Privacy Done Differentially
Author:
Austin Carroll ’26Co-Authors:
Will Lindquist (‘27)Faculty Mentor(s):
Professor Kelly McConville, Dominguez Center for Data Science, Bucknell UniversityDr. George Gaines, U.S. Forest Service
Dr. Grayson White, Mathematics and Statistics Department, Reed College
Funding Source:
USDA Forest Service Rocky Mountain Research StationAbstract
The Forest Inventory and Analysis (FIA) program of the USDA reaps several benefits from publishing its plot data. For instance, disclosure allows third-party researchers to help further its mission of monitoring forest trends in the U.S. However, privacy obligations complicate data sharing. To protect the location of its plots, the FIA must first randomly jitter plot coordinates before mapping plots to important auxiliary information. This procedure alters the statistical patterns of the data, which has implications for small area estimation. The goal of this project was to help the FIA determine whether a novel technique, Differential Privacy (DP), enhances both data privacy and accuracy.
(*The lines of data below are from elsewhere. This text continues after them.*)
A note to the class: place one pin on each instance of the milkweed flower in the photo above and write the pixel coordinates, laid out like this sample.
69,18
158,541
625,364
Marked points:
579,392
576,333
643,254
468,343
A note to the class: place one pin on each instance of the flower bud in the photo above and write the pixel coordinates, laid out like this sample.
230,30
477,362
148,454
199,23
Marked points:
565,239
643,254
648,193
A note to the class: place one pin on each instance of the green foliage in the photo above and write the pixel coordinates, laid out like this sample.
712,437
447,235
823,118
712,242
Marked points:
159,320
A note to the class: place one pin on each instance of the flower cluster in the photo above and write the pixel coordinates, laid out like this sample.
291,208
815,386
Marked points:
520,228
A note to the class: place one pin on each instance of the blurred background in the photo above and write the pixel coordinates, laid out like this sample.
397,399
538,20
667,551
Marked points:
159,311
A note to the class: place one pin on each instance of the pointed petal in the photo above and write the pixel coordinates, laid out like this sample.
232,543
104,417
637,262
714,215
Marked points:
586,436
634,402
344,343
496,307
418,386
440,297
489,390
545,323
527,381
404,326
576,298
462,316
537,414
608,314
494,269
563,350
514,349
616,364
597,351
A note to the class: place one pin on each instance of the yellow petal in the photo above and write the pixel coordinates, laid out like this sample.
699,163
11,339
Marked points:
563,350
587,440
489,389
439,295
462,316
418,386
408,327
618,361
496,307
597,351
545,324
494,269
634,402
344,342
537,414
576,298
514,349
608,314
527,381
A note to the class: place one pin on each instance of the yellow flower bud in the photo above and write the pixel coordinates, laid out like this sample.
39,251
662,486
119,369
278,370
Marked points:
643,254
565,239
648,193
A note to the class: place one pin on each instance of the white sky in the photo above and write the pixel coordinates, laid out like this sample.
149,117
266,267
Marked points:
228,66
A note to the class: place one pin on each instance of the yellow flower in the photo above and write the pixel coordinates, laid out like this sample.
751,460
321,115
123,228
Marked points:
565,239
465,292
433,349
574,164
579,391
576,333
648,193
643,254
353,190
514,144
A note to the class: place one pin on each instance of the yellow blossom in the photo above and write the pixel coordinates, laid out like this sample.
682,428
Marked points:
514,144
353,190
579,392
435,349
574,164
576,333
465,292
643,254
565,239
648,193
Of particular interest to the team was whether we could achieve these benefits by adding random noise to each plot coordinate and its corresponding auxiliary data. Our findings indicate that while we can theoretically design a DP mechanism to compute microdata, such a method is taxing in terms of utility. Therefore, we recommend that the FIA conduct research into DP computations that generate synthetic microdata that preserve trends in the original data.